Gatwick Airport Shuttle Transit
The latest generation of rolling stock approaching the North Terminal
|Locale||London Gatwick Airport,|
|Transit type||Automated people mover|
|Number of lines||1|
|Number of stations||2|
|Number of vehicles||6|
|System length||0.75 miles (1.21 km)|
|No. of tracks||2|
The Gatwick Airport Shuttle Transit is a 0.75 miles (1.21 km) long elevated automated people mover that links the North and South Terminals at London's Gatwick Airport. The line is ground-side, and besides linking the two terminals also serves to link the North terminal to the airport railway station. Although sometimes colloquially, but erroneously, known as a "monorail", the transit vehicles are carried on rubber tyres running on a concrete track with twin running surfaces and are steered by separate guide rails.
Until 1987, Gatwick had a single main terminal, now known as the South Terminal. In 1983, an air-side people mover system opened to link that main terminal to the (then new) circular satellite pier. This was the UK's first automated people-moving system. This system has since been replaced by a walkway-and-moving walkway link, although the remains of the elevated guideway are still visible.
In 1987, a new North Terminal was opened. At the same time the current people mover opened to connect the new terminal to the existing South Terminal and the adjacent railway station. The line initially used Adtranz C-100 people-mover cars, which remained in operation until September 2009, by which time they had travelled a total of 2.5 million miles (4 million km). Gatwick began upgrading its shuttle service in April 2008, with a bus replacement service in place from September 2009. A new operating system and shuttle cars (six Bombardier CX-100 vehicles) was installed, and the guideway and transit stations were refurbished at a total cost of £45 million. The system re-opened on 1 July 2010, two months ahead of schedule; it featured live journey information and sensory technology to count the number of passengers at stations.

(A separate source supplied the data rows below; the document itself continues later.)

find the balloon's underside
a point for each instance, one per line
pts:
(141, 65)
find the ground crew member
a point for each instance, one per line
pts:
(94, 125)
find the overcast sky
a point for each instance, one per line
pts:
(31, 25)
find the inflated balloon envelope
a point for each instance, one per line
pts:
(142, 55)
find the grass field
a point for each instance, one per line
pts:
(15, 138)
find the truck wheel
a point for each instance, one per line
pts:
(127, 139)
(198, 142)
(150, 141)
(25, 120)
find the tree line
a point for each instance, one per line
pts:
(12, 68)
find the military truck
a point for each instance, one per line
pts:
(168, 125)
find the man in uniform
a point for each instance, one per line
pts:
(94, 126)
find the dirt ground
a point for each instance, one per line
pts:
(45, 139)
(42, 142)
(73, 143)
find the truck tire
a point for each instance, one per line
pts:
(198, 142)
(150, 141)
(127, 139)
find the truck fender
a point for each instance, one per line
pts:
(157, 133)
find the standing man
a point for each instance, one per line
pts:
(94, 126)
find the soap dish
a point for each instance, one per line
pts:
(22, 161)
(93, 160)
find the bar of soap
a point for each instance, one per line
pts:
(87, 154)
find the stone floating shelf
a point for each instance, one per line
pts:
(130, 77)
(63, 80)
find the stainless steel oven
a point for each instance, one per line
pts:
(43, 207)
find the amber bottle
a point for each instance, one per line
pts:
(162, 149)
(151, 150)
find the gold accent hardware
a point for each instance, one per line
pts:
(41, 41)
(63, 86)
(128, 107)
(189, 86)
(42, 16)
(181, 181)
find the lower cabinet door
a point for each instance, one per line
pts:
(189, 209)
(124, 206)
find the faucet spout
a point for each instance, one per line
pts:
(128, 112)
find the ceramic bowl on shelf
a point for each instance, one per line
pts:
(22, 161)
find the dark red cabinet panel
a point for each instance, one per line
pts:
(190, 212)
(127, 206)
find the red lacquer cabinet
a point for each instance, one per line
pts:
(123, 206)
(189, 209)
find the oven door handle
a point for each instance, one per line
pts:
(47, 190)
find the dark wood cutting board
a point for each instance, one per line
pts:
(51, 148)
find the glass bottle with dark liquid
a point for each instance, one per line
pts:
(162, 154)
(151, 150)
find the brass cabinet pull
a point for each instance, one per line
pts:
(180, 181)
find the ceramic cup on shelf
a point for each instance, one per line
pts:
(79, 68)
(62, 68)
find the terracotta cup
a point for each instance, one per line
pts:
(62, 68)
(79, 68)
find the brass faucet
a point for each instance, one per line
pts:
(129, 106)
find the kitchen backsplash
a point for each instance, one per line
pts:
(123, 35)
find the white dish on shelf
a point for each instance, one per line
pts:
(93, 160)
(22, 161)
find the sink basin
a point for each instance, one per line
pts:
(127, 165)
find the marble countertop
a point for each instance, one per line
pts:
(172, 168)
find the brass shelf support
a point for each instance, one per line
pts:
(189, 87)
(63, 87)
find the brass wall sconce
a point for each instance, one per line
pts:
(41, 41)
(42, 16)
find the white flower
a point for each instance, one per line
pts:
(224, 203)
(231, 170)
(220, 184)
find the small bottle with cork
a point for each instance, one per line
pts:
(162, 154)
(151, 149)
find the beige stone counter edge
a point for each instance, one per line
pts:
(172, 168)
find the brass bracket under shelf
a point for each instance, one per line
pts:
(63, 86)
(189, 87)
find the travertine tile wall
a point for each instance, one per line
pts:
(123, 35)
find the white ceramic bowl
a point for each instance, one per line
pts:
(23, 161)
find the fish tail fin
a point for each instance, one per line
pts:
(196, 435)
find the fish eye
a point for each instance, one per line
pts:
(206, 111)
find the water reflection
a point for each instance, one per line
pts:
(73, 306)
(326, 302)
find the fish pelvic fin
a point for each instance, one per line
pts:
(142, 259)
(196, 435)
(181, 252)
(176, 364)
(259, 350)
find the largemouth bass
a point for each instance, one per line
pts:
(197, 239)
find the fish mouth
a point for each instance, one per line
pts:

The transit has two parallel guideway tracks, running on a concrete elevated structure with an emergency walk-way between the tracks. There are enclosed stations at each terminal, which allow boarding from a central platform between the tracks while passengers disembark to platforms outside the tracks. Doors on the edges of each platform line up with the train's doors. There is no connection between the two tracks, each of which hosts a single three-car train shuttling backwards and forward. The line is automatic and driver-less. The normal service uses both trains, with a departure from each terminal every 5 minutes and a 2 to 3 minute journey time. The service operates 24-hours a day, although service levels are reduced to every 10 minutes between 23:00 and 06:00. No fares are charged.